I guess it might be relevant to Librem 5, since it’s based on NXP from 2018.
Time to plan for Fir then.
Also, 2017-2020 (Spring).
Not really. The Spyware on CPUs is just for Online and daily Cloud Services risky. If you use your Librem 5 with new or self wrote software and be often offline you are not included for this attack. Cause the Idea of A.I. synced Information about Client, and distributed to Companies Database, was not ready before 2019.
This seems bad for Librem 5’s. What can we do to verify their hardware isn’t backdoored?
NXP? It depends.
If the Chinese government only had read access then it is more likely industrial espionage than an attempted backdooring.
In particular, if NXP’s systems were well set up (e.g. you only get the access that you need or e.g. airgapping where appropriate or e.g. even just separating out unrelated functionality onto different servers) then it might be that the accounts that were hacked into did not have read-write access.
The article implies that no write access occurred but, from long experience of these stories, what you know in the immediate aftermath of a detection is often much less than what is known after months of investigation.
Against that, this story appears to be several years old. So if the hack was more than industrial espionage, you would think that this would have been discovered by now.
One way to detect a maliciously altered file is to compare the file with a known good backup. That in turn would depend on the strength of their backup regime.
Another way is to maintain offline cryptographic hashes of files.
Both of these could be defeated if the system in question is completely compromised. Neither of these is at all a recent innovation.
To get the information required to know that, you need the hardware schematics. As for how to obtain them legally, you would have to ask NXP. Depending on your business, they may grant you a license under an NDA.

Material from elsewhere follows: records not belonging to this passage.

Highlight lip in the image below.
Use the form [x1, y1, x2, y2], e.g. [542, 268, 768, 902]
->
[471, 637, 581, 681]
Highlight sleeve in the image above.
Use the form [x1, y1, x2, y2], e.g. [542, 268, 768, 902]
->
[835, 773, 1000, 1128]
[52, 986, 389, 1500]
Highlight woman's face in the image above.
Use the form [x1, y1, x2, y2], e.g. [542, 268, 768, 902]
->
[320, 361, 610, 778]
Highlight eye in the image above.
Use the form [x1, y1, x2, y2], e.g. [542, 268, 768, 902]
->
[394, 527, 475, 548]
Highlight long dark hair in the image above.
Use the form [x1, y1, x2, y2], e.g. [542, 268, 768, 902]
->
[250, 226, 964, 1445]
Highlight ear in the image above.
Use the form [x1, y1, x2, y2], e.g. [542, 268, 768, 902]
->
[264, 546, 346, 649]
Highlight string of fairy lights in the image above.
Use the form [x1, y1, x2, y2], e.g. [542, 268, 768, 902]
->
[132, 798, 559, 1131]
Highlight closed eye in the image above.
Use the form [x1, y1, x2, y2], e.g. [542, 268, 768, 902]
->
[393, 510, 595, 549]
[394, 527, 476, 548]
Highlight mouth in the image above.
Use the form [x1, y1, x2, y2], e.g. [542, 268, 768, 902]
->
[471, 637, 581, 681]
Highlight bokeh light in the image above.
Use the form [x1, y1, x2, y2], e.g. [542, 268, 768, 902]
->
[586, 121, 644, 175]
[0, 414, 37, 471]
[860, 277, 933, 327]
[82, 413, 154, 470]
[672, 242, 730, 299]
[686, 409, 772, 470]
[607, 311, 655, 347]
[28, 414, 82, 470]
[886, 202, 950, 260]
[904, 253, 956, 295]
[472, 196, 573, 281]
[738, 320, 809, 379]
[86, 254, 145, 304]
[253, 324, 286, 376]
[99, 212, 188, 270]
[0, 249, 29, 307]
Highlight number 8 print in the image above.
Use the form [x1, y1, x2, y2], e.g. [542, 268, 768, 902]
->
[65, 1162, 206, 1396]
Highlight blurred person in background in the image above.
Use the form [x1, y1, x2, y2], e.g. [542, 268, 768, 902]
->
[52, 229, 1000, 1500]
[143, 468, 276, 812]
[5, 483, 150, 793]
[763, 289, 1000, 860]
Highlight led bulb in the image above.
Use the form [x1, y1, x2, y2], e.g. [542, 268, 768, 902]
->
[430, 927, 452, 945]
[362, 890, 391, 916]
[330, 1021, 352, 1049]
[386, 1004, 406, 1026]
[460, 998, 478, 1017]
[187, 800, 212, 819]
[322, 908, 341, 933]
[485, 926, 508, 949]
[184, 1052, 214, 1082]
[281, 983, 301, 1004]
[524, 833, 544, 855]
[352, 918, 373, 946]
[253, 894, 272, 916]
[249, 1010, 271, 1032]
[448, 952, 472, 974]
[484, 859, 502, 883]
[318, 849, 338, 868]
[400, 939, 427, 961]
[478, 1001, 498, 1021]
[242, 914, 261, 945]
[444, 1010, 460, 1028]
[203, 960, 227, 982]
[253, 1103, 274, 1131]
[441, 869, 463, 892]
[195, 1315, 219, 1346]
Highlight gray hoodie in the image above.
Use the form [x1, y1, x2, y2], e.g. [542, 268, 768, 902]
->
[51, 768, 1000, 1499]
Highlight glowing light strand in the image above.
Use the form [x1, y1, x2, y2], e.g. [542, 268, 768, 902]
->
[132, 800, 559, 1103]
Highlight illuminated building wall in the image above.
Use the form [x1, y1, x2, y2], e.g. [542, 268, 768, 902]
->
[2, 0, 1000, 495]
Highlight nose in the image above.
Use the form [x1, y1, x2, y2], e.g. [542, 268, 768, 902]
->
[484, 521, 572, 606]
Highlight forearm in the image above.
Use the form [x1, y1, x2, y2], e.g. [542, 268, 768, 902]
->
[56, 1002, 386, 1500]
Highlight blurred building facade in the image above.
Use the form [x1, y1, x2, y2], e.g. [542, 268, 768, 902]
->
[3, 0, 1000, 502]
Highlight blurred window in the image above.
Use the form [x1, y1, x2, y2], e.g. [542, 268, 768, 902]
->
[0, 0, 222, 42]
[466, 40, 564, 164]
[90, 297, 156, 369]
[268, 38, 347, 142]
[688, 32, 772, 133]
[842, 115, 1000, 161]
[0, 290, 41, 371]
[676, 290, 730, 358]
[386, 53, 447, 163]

Even if there is no intentional backdoor created, there may still be hardware vulnerabilities that can be exploited to create one.
Access hardware schematics by seeking NXP’s permission; they may grant a license under NDA, crucial for understanding and ensuring compliance. Potential vulnerabilities, intentional or not, could allow exploitation for backdoor creation.
Well, that would be the legal method.
And assumes that NXP agrees to allow that access.
Hmm. So, instead of signing away my freedoms in an NDA, if part of the whole reason I want to move to products like Purism in my life is freedom, then could that mean a better way to learn about NXP chip specs would be to find the Chinese folks who got the specs and offer them money for it, in the hopes that even if they charge more money than NXP for information they might not require me to sign an NDA?
Just brainstorming. I don’t have experience interacting with people like that.
There are many ways to achieve the same goal, but the legally compliant way is as I mentioned earlier in this thread.
That is all I can speak about from my public identity.